"The conservation and restoration of monuments must have recourse to all the sciences and techniques which can contribute to the study and safeguarding of the architectural heritage. Where traditional techniques prove inadequate, the consolidation of a monument can be achieved by the use of any modern technique for conservation and construction, the efficacy of which has been shown by scientific data and proved by experience."
- The Venice Charter for the Conservation and Restoration of Monuments and Sites
Palmyra: a task of global mission
Prof. Dr. Maamoun Abdulkarim, Director - General, DGAM/Syria
The life of the Syrian people rests on their cultural identity, and Palmyra represents one of the most unique and exceptional cultural heritage sites, not just in the Syria but the whole world. In March 2016, the site was liberated from the Daesh (ISL) terrorist group. Documenting the extent and kind of damage incurred has already started, and developing our recovery plan with UNESCO, international experts and partner organizations will be our priority.
The destruction of Palmyra by Daesh (ISL) has underlined the effort needed to effect large-scale reconstruction. We know that the plans to restore Palmyra to its former glory are grand, but they can be realized if the task is treated as a global mission under international criteria.
Recently, the safeguarding, protection, and appreciation of the remains of the past has gained a powerful tool: the possibility of immersive visualization and 3D reconstruction of archaeological sites and finds.
We are glad and thankful to explore this technology with the Institute for Digital Archaeology (IDA), an organization that promotes the use of digital imaging and 3D printing in archaeology and conservation. The IDA’s Arch of Triumph of Palmyra serves as a model for how, together, we will bring life back to Palmyra and restore the site as a message of peace against terrorism, and will further collaborate in this way on other heritage sites in Syria.
Mr. Khaled Hiatlih leads our on-site reconstruction initiative in Syria. In collaboration with the Directorate General of Antiquities and Museums and other regional stakeholders, we are exploring all aspects – methodological and conceptual – of the application of new technologies to the repair and reconstruction of archaeological sites. Mr. Hiatlih has worked in many projects in Syria such as the restoration of the Folk museum (Azem Palace) in Damascus, and led a team to document all the mosaic panels in Syrian museums as part of a database project with the European center for Byzantine and post-Byzantine monuments. Mr Hiatlih graduated from Damascus University and studied at Birmingham University, USA. He works closely with our technical team, under the direction of Dr. Alexy Karenowska. Our first pilot reconstructions will begin in Autumn 2016.

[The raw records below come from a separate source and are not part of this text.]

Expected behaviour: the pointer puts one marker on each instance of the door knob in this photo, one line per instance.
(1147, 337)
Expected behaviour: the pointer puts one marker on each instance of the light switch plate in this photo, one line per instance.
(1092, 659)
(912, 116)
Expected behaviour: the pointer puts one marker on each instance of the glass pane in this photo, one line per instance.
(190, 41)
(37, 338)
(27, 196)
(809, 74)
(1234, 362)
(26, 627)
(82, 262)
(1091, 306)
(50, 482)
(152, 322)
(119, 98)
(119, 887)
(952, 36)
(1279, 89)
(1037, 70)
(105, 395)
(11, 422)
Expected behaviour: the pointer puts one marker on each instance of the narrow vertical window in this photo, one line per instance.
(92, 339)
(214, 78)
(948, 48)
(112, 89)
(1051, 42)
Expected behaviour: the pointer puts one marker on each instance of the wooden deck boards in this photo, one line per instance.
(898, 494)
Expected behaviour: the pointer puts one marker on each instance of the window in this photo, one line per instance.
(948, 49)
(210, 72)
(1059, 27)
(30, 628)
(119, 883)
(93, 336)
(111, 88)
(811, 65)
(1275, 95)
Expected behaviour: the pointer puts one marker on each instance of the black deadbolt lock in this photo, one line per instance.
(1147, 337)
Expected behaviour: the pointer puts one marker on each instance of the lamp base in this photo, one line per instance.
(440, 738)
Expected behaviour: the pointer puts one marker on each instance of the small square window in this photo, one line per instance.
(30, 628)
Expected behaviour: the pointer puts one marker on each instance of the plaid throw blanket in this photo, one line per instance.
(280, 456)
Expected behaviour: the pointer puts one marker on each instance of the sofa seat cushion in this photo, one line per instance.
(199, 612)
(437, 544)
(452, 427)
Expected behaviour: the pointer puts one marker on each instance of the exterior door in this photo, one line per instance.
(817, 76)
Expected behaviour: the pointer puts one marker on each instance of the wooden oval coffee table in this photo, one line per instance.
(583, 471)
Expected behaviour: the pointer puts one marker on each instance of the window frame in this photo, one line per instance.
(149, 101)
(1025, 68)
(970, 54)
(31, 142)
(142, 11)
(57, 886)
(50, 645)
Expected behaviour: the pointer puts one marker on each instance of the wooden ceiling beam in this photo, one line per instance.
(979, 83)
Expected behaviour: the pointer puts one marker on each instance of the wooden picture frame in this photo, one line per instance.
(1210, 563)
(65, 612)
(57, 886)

"The IDA is undertaking reconstructions of lost architecture out of respect for the history and heritage these monuments represent -- a history and heritage that informs the art and architecture that beautifies our cities, the science and technology that eases our lives and the literature an philosophy that gives us a deeper understanding of our world and ourselves. However, we also view this work as an important gesture of friendship and solidarity with people in the regions of conflict -- people with whom we share a common history that is represented by the very artifacts and monuments we seek to protect and preserve."
- Roger Michel, Executive Director, IDA
"In Iraq and Syria we have the records, the scholarship, the skills and the money to reinstate ancient sites and re-fire our imagination. I applaud the Institute for Digital Archaeology for dedicating itself to the task of reconstruction."